Cardiac myocytes are short, branched muscle cells that are physically and electrically connected to each other via gap junctions. Gap junctions allow for the transmission of electrical activity between cells, enabling cardiac myocytes to act as a single functional unit or syncytium. This allows for the coordinated contraction of the heart and efficient pumping of blood.

61
Q

How do cardiac myocytes enable the efficient pumping of blood and what is the role of gap junctions in this process

A

Gap junctions are specialized channels that allow the direct exchange of ions and small molecules between adjacent cells. This allows for the synchronization of cellular activities, such as the coordinated contraction of cardiac muscle cells.

62
Q

how are gap junctions formed and what types of molecules can pass through gap junctions, and what types of molecules cannot

A

Gap junctions are formed by the alignment of connexin proteins in the plasma membrane of two adjacent cells, creating a channel that allows ions and small molecules to pass through. However, larger molecules such as proteins and nucleic acids cannot pass through these channels.

63
Q

What is the structure and function of connexins in gap junctions, and how do they allow for the direct exchange of small molecules and ions between adjacent cells

A

Connexins are transmembrane proteins that form the subunits of gap junctions. Six connexin molecules come together to form a connexon, which is a cylindrical structure with a central pore.

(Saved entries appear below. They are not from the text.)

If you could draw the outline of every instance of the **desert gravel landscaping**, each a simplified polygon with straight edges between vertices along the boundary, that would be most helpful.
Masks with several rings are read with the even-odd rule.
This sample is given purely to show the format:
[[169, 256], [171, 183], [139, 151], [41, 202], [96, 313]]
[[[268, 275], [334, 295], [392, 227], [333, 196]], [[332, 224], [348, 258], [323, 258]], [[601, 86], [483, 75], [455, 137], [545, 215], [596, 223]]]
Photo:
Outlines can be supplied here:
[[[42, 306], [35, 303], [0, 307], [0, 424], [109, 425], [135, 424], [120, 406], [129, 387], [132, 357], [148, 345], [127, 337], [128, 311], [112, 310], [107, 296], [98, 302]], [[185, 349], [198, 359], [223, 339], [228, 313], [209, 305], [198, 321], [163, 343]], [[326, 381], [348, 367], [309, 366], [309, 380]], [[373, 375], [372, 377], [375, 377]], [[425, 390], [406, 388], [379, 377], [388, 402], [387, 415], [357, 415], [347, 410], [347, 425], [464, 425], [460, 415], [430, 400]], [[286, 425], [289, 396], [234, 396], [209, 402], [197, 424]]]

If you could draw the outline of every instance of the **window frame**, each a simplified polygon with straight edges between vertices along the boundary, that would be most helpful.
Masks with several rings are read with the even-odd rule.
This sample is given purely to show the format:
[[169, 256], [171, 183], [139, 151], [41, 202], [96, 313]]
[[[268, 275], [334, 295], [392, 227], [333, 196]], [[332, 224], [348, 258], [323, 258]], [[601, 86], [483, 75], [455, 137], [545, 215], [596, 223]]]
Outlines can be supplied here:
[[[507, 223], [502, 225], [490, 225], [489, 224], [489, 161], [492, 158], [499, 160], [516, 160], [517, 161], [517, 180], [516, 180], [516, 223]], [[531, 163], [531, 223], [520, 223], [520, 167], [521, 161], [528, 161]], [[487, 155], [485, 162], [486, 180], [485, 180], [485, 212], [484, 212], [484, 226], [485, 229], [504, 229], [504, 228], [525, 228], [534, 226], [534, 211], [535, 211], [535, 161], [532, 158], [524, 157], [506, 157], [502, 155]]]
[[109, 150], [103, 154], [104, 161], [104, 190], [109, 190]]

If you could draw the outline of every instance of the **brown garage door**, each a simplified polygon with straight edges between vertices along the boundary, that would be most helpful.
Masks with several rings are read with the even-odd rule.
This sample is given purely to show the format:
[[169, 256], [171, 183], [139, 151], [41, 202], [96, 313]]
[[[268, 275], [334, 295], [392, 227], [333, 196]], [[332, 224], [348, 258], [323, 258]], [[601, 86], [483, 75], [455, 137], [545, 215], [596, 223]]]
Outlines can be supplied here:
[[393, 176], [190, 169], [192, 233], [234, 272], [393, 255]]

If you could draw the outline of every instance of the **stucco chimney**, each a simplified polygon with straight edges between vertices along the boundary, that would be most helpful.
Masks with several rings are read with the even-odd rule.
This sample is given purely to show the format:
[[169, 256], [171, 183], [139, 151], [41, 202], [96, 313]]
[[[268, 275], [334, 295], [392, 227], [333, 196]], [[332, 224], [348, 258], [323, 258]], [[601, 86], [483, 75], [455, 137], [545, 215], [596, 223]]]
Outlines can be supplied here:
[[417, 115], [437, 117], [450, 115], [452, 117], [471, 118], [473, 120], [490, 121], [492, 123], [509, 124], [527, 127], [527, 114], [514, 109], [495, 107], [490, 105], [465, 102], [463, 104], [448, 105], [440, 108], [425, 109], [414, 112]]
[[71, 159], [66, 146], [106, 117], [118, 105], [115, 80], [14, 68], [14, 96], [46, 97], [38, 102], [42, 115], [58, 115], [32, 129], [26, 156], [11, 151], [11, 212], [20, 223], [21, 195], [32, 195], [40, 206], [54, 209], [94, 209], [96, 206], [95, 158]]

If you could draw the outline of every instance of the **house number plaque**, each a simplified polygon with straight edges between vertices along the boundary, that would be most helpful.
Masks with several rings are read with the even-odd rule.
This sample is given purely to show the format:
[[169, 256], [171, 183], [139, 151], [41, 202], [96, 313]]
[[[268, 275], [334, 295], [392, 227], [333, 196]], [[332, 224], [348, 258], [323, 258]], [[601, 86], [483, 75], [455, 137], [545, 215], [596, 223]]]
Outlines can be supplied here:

When two adjacent cells have connexons that align, they can form a gap junction channel between the two cytoplasms, allowing for the direct exchange of small molecules and ions.

64
Q

where do specialized gap functions occur, and how does connexons allow precise control of electrical signalling between cells

A

Specialized gap junctions called electrical synapses occur on specific nerve cells and allow for rapid passage of ions between the two nerve cells. Individual connexons can be opened or closed, allowing for precise control of electrical signaling between the cells.

65
Q

What is the structure of smooth muscle cells, and how does their contraction differ from that of skeletal muscle? Additionally, what are some examples of organs in which smooth muscle is found, and what bodily functions does it contribute to?

A

Smooth muscle cells are smaller than skeletal muscle cells, and they are spindle-shaped with one centrally located nucleus. Unlike skeletal muscle, smooth muscle lacks striations, which gives it a smooth appearance. Smooth muscle is involuntary, meaning that it is not under conscious control. The autonomic nervous system regulates the contractions of smooth muscle, but hormones and stretching can also affect its contraction. Smooth muscle is found in many internal organs, such as the bladder, uterus, stomach, intestines, and blood vessels. It is responsible for various bodily functions, such as pushing food through the digestive system and controlling the bladder and bowel. Smooth muscle can contract for a long period of time, making it well-suited for these types of functions.